Un doigt, des pieds de nez


Le Centre d'Art Bastille (CAB) perché sur le site de la Bastille, un peu dans les nuages, et beaucoup dans la montagne, a été investi par des pièces de Pierre Ardouvin. Cette exposition, intitulée La Chose et réalisée spécifiquement pour le lieu, est la deuxième étape d'un travail, Temps de Chien, présenté en 2007 à la galerie Valentin à Paris. Dans cette dernière, Pierre Ardouvin rendait hommage à Eugène Pottier, auteur de L'Internationale.
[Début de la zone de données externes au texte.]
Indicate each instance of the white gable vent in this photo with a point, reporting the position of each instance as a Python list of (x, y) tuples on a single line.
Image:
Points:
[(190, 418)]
Dans La chose, un mélange de pièces de Temps de chien et de nouvelles (pour la plupart des objets), produit un climat loufoque pour dire un certain écœurement, un mal-être larvé. Dès l'entrée, le visiteur s'arrête sur une image idyllique : un poster en dur de montagnes, paysage flambant neuf, hurlant de beauté, brillant de mille feux. Mais cette forme type s‘avère chiffonnée, tel un rêve en toc, un mensonge. Tout près, un bonhomme de neige, personnage typique des jeux d'enfants en hiver, ici semblable à un jouet balourd, s'affaisse sur lui-même. Peut-être est-ce à cause de la chaleur environnante… Un faux feu brûle dans une fausse cheminée à côté. Sur celle-ci, dans un “beau plat” une main fait un doigt. Cette reconstitution d'un intérieur, symbole du foyer, de la famille, un ensemble de pièces loufoques semble un pied de nez aux contes du quotidien ; il souligne aussi l'aspect régressif, réac, gangrénant les sociétés actuelles. Un retour en arrière inquiétant. Cette étrangeté s'accroît avec l'encombrante forme noire gonflée, un nuage boursouflé, pollué qui provoque une véritable sensation d'angoisse. Des râles lancinants s'en échappent et se mélangent aux sons d'un musicien en peine, notes venues du dernier objet esseulé : une boule de Noël écrasée par deux seaux.